In einem Bündel, das zum Tode bestimmt war, lagen auch Briefe von der Tochter. Galka zog sie heraus und legte sie der Bettgestörten unter das Kopfkissen. Lass sie im Grab begraben werden, zusammen mit meiner schrecklichen Scham
Aus nicht erfundenem Stoff. Scham, die lähmt.
Uljana glaubte schon seit ihrer Jugend an Träume. Irgendwie schien das zu passen. Wenn ein Mädchen aus der Gruppe von Feldarbeitern einen Traum berichtete, überlegte sie kurz und erklärte dann, was das bedeuten könnte. Sie lag selten falsch. Ihre eigenen Träume löste sie stets selbst. Und sie flog in ihnen! Manchmal erhob sie sich plötzlich über die Hütten und schwebte ein berauschendes Gefühl! Ein bestimmter Traum wiederholte sich regelmäßig: Weiße Pferde, in grauen Äpfeln angehängt, zogen einen Schlitten, in dem sie und Oleksij gemeinsam die Zügel hielten. Die Pferde beschleunigten so, dass sie förmlich in den Himmel stiegen! Zusammen mit ihrem Mann war das atemberaubend! Sie warfen die Zügel über die Schulter und bogen sich im Schlitten flogen Dieser Traum kam ihr immer wieder, solange Oleksij noch lebte. Nach seinem Tod flog sie weiter auf den Pferden, doch er stand daneben, nahm die Zügel nicht mehr, nur lächelte. Der nächtliche Flug gefiel ihr sehr, obwohl sie wusste, dass das Sehen von Pferden im Traum ein Zeichen von Krankheit oder gar Tod sein konnte So schwebte sie nachts auf den Pferden, und dann ein heftiger Druck im Herzen.

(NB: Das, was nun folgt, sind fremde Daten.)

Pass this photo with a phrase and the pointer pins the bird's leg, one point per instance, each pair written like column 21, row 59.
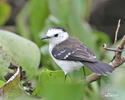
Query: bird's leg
column 84, row 72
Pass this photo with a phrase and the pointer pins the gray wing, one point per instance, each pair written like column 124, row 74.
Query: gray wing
column 73, row 52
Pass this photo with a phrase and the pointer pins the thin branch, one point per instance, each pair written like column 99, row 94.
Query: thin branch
column 116, row 62
column 111, row 49
column 116, row 32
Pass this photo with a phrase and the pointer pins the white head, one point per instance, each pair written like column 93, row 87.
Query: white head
column 56, row 35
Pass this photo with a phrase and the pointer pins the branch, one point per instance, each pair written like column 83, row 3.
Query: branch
column 116, row 32
column 116, row 62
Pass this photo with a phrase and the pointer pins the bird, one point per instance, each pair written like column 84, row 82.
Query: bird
column 71, row 54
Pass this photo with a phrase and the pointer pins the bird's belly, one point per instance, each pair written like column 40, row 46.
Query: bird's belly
column 68, row 66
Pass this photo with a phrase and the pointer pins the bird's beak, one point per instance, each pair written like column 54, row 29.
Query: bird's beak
column 46, row 37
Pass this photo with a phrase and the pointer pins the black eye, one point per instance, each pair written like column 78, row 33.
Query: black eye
column 56, row 35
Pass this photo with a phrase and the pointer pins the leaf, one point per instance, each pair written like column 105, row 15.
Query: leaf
column 52, row 86
column 1, row 83
column 12, row 87
column 45, row 78
column 19, row 51
column 49, row 63
column 38, row 15
column 22, row 22
column 64, row 91
column 5, row 10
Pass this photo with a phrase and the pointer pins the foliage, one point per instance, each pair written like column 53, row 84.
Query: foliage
column 32, row 22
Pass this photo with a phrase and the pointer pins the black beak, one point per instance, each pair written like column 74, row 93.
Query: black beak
column 46, row 37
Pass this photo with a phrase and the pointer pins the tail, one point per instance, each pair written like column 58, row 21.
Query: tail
column 99, row 67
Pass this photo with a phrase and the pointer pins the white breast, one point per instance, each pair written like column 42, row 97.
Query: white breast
column 66, row 66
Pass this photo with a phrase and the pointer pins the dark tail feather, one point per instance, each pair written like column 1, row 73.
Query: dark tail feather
column 99, row 67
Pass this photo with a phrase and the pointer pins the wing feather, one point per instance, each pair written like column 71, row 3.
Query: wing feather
column 73, row 50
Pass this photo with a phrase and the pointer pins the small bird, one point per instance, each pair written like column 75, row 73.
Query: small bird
column 71, row 54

In jener Nacht standen sie wieder zu zweit im Schlitten, doch niemand steuerte den Flug. Es gab keine Zügel mehr. Die Pferde stiegen immer höher, bis sie die Wolken erreichten! Auf einer Wolke saß ein kleines Engelchen mit Flügelchen und lächelte sie an. Liebchen! Mein Liebchen! schrie Uljana im Traum so laut, dass sie sich selbst weckte.
Es ist Zeit Es ist Zeit, mich vorzubereiten, flüsterte sie leise zu sich selbst, ohne Groll, ohne Verzweiflung.
Zu Hause liebte sie Ordnung; sie wischte den Boden und fegte die selbstgewebten Wege. Sie zog den langen Faden heraus, den sie lange für den Tod aufgehoben hatte, öffnete alles, schrieb sogar Notizen, wer wohin gehöre. Ohne sie würde niemand das tun. Fremde würden alles durchsuchen und dann käme Galka, wer sonst? Sie war jetzt die einzige, die zu ihr ging, zugleich Freundin und Schwester. Nur wenige Freundinnen blieben ihr im Leben, und niemand würde zu ihr kommen, weil ihre Beine schmerzten. Galka jedoch war flink. Sie würde kommen
Uljana nahm ein Schulheft, einen Stift und setzte sich, um einen Brief zu schreiben.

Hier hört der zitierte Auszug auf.